The Mary Jo Wegner Arboretum combined with the Perry Nature Area is in the process of a major design and construction phase that will provide one of the premier park sites in Sioux Falls.  Minnehaha County has joined with the city to provide this combined park site that is now managed by the city. 
My wife and I have considered this one of our key hiking areas within the city, and we visit the site at least once a week most of the year.  The weather in Sioux Falls has been exceptionally mild so far this fall and hiking possibilities have been extended.  This afternoon, we drove out to the Arboretum – our third time in less than a week. The temperature was about 50 degrees, the sun was bright, and winds were negligible.
The major change taking place currently at the Arboretum is within the redesigned entry and parking area.  The Mabel and Judy Jasper Educational Center is in the final phase of construction and provides a focus for visitors to the site.

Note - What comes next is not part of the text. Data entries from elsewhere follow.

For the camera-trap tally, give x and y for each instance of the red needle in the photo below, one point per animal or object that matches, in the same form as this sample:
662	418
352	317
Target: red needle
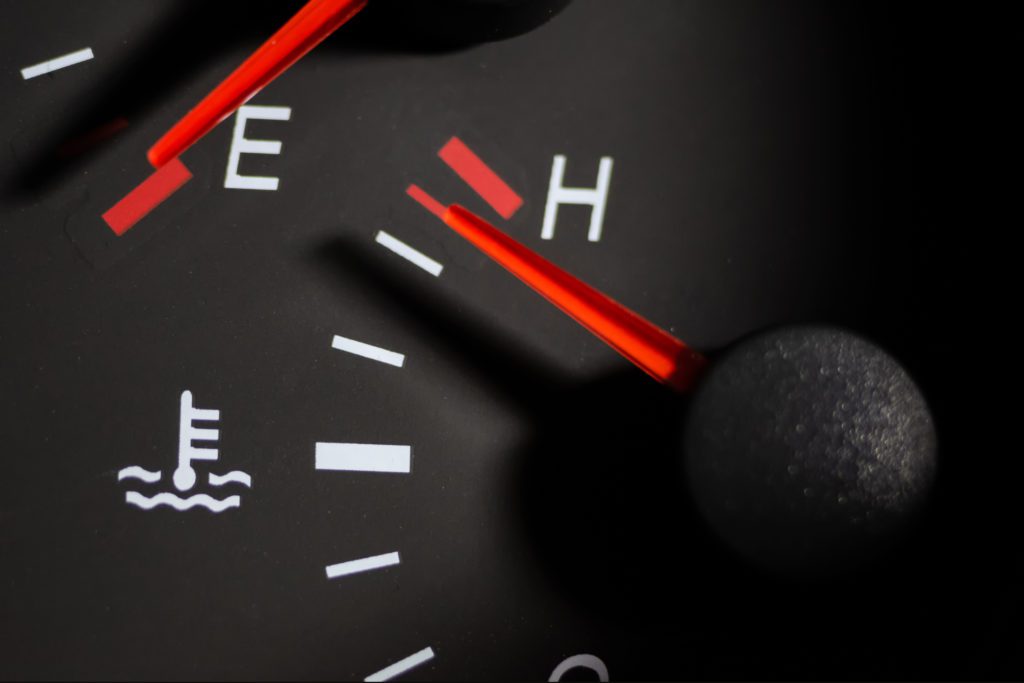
316	20
646	345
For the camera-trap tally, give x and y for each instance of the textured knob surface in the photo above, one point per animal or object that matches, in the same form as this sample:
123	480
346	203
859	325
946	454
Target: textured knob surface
809	450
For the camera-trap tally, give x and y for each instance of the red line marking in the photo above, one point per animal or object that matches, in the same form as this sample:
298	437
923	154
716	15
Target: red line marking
478	175
146	197
428	202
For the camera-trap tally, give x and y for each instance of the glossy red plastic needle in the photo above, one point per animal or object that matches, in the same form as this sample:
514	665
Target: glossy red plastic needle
316	20
649	347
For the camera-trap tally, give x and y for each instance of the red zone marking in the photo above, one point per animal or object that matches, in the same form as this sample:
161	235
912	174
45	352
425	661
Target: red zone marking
478	175
146	197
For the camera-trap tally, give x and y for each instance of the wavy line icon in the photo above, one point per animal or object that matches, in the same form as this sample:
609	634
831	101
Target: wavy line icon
237	476
136	472
181	504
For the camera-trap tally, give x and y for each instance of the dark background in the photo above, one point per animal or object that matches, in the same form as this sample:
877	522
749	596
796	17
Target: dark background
848	164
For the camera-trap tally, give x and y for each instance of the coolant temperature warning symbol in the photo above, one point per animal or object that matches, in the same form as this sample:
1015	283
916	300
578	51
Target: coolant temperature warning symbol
184	475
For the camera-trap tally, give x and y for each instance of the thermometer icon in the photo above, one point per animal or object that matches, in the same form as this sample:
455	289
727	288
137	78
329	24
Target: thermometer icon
184	475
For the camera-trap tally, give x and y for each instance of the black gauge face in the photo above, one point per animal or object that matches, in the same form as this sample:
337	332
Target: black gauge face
265	416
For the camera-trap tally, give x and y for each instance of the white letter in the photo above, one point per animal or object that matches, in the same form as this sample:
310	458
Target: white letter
596	198
241	144
583	660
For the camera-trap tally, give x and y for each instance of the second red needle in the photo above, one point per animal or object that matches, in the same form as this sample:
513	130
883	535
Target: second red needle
646	345
316	20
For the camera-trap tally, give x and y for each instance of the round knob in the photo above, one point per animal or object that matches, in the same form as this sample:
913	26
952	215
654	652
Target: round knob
808	450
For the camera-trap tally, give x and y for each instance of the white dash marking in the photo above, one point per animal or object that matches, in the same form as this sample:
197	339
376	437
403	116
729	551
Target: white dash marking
368	351
399	668
364	458
365	564
237	476
50	66
410	254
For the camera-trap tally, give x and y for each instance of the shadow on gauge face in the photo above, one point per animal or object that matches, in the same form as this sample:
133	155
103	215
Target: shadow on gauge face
155	67
600	497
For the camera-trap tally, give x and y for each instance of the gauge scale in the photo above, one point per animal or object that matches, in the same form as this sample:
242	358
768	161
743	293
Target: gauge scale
265	416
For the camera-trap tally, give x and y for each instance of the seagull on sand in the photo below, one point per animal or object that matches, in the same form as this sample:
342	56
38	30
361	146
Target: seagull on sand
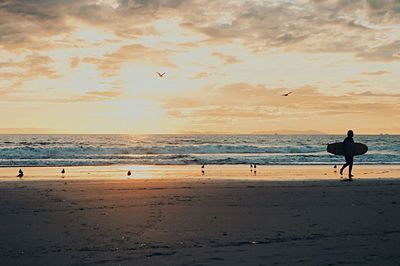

Interpretive signage is in place around the structure offering an historical overview of East Sioux Falls.
Our hike began in the parking lot of the Center and headed east along the old railway bed leading toward the steel building housing the Fraternal Order of Police. 
From the road running between the FOP building and the Big Sioux River, a trail leads down onto the large field to the north.  A pathway runs along the perimeter of the field with the river visible through the bare trees. 
This field road or pathway leads around the field to the west.  An old bridge over the Big Sioux River is visible within the woods; the bridge is now privately owned and not accessible.  The park border extends to the shore along the river, but Iowa land is across the river and the bridge now belongs to a property owner.
There is a line of woods between the fields that are part of the arboretum/nature center and the river, and we hiked through these woods along the bed of a draw that probably runs with water during the spring or in wet years.  Now, it is dry and filled with fallen leaves within a grove of bare trees.
We made our way through the trees for a time and then exited the grove onto the second field/meadow on the western end of the site.  There was a pathway/field road along the edge of this field as well, and we continued along until we reached a creek flowing under the main gravel road that runs through the Perry Nature Area. 
There is a picnic shelter provided just off the road and adjacent to the creek running through the area.  We generally stop at this shelter for a break during our hikes.  This is generally where our elderly miniature poodle takes a few sips of water while we are seated at one of the picnic tables.
Our hike route then takes up south across the creek again and along a trail heading west through a lowland section.  This is a part of the park that is especially popular with area birders. 
The trail passes the remains of a home from many years ago.  This part of the hike passes through private property that is not a part of the park, but it is regularly used by hikers as they move through the woods and back up onto the old rail-bed pathway.
We moved east along the old elevated rail-bed pathway toward the entrance to the park.  This pathway runs parallel to Highway 42, with the highway on the right side and an overlook through the woods into the main part of the park on the left.
This section of the trail ends at the road leading into the park.  Turning left, one can continue along to the shelter at the top of the hill. 
Our hike this afternoon took about one and a-half hours.  It was really a great stroll through a varied landscape. 
This a wonderful time to hike the trails of the arboretum/nature area, a time before the snow covers it all for the next several months.  Even then, however, I like to use this setting for snowshoeing.  There is plenty of open space for snowshoeing in a variety of terrain.  My old rawhide and wood snowshoes from yesteryear are hanging in the garage ready for the first winter hike over snow covered fields, trails, and along the river.
For those interested in how my current observations compare to those made a year ago, please check out the narrative identified in the index of area hiking possibilities listed on the right side of the blog.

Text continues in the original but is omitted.